Susan Schuppli is a researcher and artist based in the UK whose work examines material evidence from war and conflict to environmental disasters and climate change. Current work is focused on ice core science and the politics of cold.
Creative projects have been exhibited throughout Europe, Asia, Canada, and the US. Recent exhibitions include the Toronto Biennial of Art, Spill, Morris & Helen Belkin Art Gallery, Vancouver, The Coming World, Garage Museum of Contemporary Art, Moscow, Logics of Sense, Blackwood Gallery, Mississauga, Canada, Eavesdropping, City Gallery Wellington, New Zealand, and Deadly Affairs, Extra City, Antwerp. Other notable works include Nature Represents Itself, SculptureCenter, New York, Trace Evidence, a video trilogy commissioned by Arts Catalyst UK & Bildmuseet, Sweden and Atmospheric Feedback Loops, a Vertical Cinema commission for Sonic Acts, Amsterdam. She has published widely within the context of media and politics and is author of the new book, Material Witness published by MIT Press in 2020.

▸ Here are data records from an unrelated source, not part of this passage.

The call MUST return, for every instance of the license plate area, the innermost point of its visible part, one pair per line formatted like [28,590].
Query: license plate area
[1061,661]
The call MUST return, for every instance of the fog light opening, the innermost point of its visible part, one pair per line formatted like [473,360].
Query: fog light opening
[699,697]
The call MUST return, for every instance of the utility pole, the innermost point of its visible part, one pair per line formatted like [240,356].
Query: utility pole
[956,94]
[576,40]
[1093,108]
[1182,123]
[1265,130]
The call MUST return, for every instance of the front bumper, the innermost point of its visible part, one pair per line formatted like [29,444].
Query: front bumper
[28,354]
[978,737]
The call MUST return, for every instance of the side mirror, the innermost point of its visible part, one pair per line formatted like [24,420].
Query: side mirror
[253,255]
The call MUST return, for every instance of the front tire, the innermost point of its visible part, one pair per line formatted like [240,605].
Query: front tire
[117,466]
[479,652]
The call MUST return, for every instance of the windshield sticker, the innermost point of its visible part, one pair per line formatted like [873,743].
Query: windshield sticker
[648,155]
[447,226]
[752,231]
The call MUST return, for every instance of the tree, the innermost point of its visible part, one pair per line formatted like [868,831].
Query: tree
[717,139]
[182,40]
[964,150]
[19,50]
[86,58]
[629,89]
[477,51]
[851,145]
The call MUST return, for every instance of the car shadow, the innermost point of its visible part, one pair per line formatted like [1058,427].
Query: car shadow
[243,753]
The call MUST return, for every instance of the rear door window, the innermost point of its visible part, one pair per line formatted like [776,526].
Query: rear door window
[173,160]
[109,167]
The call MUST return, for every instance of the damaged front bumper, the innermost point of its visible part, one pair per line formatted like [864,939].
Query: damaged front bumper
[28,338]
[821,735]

Schuppli is Reader and Director of the Centre for Research Architecture, Goldsmiths where she is also an affiliate artist-researcher and Board Chair of Forensic Architecture. Previously she was Senior Research Fellow and Project Co-ordinator of Forensic Architecture. Prior to working in the UK she was an Associate Professor in visual/media arts in Canada. Schuppli received her PhD from Goldsmiths and participated in the Whitney Independent Study Program after completing her MFA at the University of California San Diego. She is the recipient of the 2016 ICP Infinity Award.
Research Summary: My work as an artist and writer has explored the ways in which non-human witnesses, such as materials and objects, enter into public discourse and testify to historical events, especially those involving political violence, ethnic conflict, and war crimes. This work has assumed many different modes of communication from legal analysis and public advocacy to theoretical reflection and creative exploration. My current research and artistic production expands these investigations to examine how environmental systems and the transformations brought about by global warming are also generating new forms of evidence; creating, in effect, a planetary archive of material witnesses.
Lecture: Cold Rights in a Warming World
This presentation builds upon a body of work that I have been developing over the past few years exploring the many different knowledge practices that are mediated by "ice" from scientific expertise to local knowledge and indigenous traditions. My first phase of research explored ice cores as a planetary archive comprised of “material witnesses” that are capable of recording the Earth’s complex atmospheric histories. Ice acts a natural storage medium for recording climatic events because of its unique ability to capture and store evidence of greenhouse gases over hundreds of thousands of years. The air bubbles trapped in ice are not simply data-proxies that scientists read in order to understand the past in the ways that they might decode trees to gain insight into historic temperature variations, rather, it is literally ancient air and thus provides unique and direct evidence of climate change. This research also resulted in a documentary film shot in the Canadian Ice Core Archive and at a US Geochemistry lab where I spent time with the scientists that undertake its complex gas analysis. It also entailed conversations with the labourers who manage these icy infrastructures such as the drillers who extract cores under conditions of extreme cold and the archivists whose role it is to preserve and catalogue these fragile frozen samples of the Earth’s history in national ice core repositories. More recently I've been filming in Svalbard Archipelago as part of inquiry into sea ice and the geopolitics of the Circumpolar North, whereas the next phase its focus to glaciers. Specifically the Hindu Kush Karakoram ranges of the Himalayas. This is an area of the world where the changing material conditions of glacial ice are not only impacting directly upon local communities but also weather systems globally. In developing these sequenced projects over a number of years, each with multiple outputs, my research aims to coalesce disparate—and oftentimes incommensurate—forms of knowledge across a wide range of spatial scales and contexts that, when taken together, create a more complex understanding of our current ecological condition.